At a popular beach on the upper reaches of coastal Auckland on the second day of the new year, a crowd gathered around an unusual sight: that of a Great White Shark slowly dying on the beach. The 2.75 female had apparently been netted on purpose (against the Law as the species is fully protected in New Zealand waters), and the fishermen were seen kicking the shark, taking selfies and laughing. When beachgoers tried to intervene the men ‘became intimidating’.
Although there were attempts by a lifeguard and members of the public to refloat her, she returned to the beach where she died moments later. Behind the disrespect and abuse shown by some to an individual sentient being, is a sorry story of greed and superstition that permits us to cause great pain and distress to sharks, and endanger their existence in our oceans.
Great White Sharks are on the World Wildlife Fund’s 10 Most Wanted list.

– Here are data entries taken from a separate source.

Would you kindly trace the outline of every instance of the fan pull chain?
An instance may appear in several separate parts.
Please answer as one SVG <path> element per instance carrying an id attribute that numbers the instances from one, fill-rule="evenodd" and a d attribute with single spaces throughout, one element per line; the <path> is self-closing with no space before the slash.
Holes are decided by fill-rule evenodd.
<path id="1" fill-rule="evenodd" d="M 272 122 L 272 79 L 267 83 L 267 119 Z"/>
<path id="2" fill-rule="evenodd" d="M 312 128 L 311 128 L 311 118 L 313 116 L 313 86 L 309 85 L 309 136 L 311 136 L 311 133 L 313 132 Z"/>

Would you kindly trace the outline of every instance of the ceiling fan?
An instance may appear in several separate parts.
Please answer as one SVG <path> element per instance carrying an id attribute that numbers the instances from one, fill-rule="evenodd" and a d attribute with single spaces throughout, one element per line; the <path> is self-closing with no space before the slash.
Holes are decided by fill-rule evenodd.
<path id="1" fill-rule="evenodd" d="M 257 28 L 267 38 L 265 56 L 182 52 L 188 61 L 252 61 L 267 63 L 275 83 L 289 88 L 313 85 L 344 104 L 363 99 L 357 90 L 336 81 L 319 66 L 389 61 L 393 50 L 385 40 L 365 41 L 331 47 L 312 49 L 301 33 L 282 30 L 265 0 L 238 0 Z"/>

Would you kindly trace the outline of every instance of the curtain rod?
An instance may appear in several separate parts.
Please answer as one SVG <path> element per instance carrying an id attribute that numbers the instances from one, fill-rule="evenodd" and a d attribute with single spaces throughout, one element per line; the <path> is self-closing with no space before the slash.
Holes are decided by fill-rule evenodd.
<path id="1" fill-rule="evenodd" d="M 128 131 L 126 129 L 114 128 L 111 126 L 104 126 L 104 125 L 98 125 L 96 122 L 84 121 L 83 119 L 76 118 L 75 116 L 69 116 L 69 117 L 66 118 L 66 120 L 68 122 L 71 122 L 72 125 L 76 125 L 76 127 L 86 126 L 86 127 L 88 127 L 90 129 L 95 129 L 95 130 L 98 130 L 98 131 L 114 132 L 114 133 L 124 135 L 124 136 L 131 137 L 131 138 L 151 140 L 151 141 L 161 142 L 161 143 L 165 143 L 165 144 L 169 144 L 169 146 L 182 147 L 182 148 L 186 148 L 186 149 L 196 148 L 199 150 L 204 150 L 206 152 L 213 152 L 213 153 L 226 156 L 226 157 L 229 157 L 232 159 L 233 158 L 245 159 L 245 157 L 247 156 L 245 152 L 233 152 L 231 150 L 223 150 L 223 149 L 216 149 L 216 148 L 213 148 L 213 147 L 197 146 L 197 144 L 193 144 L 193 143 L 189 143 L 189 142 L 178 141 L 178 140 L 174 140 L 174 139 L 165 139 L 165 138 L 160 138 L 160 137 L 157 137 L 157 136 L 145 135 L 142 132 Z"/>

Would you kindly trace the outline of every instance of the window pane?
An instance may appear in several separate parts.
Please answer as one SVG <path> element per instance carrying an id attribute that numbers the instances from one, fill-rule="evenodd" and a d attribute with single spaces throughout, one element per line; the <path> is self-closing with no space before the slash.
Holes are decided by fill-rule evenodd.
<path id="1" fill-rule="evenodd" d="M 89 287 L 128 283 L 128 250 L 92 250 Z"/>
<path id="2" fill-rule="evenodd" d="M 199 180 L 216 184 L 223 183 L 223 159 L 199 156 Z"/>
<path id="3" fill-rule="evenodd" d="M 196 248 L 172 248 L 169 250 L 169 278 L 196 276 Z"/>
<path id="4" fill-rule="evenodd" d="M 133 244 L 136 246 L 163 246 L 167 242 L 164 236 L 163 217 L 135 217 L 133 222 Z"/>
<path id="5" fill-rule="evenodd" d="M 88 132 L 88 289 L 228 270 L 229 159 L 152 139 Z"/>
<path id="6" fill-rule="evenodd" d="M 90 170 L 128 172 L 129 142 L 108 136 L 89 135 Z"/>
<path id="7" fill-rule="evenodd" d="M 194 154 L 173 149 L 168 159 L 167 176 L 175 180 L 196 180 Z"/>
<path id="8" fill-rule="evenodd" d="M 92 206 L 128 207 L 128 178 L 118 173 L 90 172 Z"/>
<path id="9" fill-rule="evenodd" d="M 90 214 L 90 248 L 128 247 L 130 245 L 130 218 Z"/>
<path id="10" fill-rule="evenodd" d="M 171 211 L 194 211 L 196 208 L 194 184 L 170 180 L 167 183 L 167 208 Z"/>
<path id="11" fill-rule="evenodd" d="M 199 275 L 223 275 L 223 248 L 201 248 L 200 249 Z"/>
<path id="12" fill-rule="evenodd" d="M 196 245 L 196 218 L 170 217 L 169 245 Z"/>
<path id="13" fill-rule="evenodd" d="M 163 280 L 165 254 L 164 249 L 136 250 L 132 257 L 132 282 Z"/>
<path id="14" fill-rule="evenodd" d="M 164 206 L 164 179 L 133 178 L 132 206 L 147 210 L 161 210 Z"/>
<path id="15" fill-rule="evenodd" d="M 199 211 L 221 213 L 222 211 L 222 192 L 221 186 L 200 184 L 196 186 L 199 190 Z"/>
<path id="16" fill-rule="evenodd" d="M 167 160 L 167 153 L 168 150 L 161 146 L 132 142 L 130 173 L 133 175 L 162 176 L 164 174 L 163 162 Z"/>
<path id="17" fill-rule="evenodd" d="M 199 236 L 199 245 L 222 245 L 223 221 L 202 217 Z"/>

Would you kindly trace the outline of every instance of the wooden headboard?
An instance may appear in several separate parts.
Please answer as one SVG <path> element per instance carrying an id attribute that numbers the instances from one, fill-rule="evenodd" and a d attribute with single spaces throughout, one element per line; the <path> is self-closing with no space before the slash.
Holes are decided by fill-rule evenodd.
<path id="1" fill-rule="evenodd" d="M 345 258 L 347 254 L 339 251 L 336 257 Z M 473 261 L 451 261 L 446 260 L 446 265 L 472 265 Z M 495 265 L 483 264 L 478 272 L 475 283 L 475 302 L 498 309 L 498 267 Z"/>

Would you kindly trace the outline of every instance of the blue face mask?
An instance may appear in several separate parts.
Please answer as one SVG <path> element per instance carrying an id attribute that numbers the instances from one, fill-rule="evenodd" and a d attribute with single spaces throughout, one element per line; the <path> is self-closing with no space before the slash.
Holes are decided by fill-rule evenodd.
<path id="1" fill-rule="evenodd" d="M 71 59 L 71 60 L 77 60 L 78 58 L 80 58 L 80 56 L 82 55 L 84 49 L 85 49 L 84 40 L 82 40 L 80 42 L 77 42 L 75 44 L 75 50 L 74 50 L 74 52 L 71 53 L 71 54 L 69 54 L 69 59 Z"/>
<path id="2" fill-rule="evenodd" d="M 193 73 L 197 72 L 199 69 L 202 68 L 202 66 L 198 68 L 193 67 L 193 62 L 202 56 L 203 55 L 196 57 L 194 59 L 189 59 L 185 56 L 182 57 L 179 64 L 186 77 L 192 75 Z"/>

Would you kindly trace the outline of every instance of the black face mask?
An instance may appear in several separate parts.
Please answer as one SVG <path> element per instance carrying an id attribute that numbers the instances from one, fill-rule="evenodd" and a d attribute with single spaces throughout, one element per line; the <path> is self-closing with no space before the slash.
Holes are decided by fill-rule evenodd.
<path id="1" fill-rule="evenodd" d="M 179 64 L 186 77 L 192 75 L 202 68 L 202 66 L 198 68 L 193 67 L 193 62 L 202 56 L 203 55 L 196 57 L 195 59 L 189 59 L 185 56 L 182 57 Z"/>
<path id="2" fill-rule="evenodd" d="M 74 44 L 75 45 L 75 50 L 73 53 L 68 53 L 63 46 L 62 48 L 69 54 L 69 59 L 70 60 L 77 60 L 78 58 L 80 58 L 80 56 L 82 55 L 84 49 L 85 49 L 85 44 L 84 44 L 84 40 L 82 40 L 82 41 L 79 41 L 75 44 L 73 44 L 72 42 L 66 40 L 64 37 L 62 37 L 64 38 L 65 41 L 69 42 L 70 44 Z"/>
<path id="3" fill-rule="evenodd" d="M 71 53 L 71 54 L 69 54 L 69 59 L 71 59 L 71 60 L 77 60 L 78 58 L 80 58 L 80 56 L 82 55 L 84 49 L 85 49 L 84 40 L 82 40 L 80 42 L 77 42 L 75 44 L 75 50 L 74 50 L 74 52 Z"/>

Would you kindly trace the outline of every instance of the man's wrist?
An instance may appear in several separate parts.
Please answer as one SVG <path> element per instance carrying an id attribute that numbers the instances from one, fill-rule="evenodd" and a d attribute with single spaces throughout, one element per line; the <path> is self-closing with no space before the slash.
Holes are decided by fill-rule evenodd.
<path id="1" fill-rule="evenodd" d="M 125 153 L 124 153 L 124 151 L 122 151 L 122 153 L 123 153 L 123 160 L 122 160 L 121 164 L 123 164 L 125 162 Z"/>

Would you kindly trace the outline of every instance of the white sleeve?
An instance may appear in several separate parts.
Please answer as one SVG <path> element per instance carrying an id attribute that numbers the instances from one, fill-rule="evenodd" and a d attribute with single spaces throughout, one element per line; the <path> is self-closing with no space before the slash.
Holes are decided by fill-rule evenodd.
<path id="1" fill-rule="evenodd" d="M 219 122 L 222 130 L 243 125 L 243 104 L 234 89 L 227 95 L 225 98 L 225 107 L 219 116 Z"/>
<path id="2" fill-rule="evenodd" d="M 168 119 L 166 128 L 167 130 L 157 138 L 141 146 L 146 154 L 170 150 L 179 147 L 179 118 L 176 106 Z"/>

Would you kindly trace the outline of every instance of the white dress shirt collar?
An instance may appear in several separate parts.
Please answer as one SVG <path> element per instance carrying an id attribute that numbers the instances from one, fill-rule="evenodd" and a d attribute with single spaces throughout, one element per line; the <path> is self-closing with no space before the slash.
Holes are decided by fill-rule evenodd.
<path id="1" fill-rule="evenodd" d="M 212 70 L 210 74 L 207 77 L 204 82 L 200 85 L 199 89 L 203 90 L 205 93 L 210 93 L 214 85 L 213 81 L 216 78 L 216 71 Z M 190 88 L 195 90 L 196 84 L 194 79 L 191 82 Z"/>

Trade in their teeth, jaws and fins, as well as commercial fishing, are making them vulnerable. We kill around 100 million sharks a year, and a great deal of this is to satisfy the demand, mainly in China, for shark fin soup. Shark fins are a so-called ‘delicacy’ and are one of the world’s most expensive seafood items.
Sharks are not ‘seafood’, they are sentient beings. As such, we can imagine the terrifying experience they endure when they are hauled out of their environment, have their fins sliced off, and then thrown back into the ocean to die slowly from blood loss, stress, or suffocation.
It is not sharks, but humans, who are the biggest and cruellest predator of them all. We are the reason tens of millions of sharks and trillions of other sea animals are killed every single year. We are the reason why there may not be any fish stocks left in the sea at all by 2050.
If we don’t want to cause the global collapse of marine ecosystems, and the untold suffering of sharks and other fish, then the most effective thing we can do is to stop creating a demand for their flesh, and become vegan.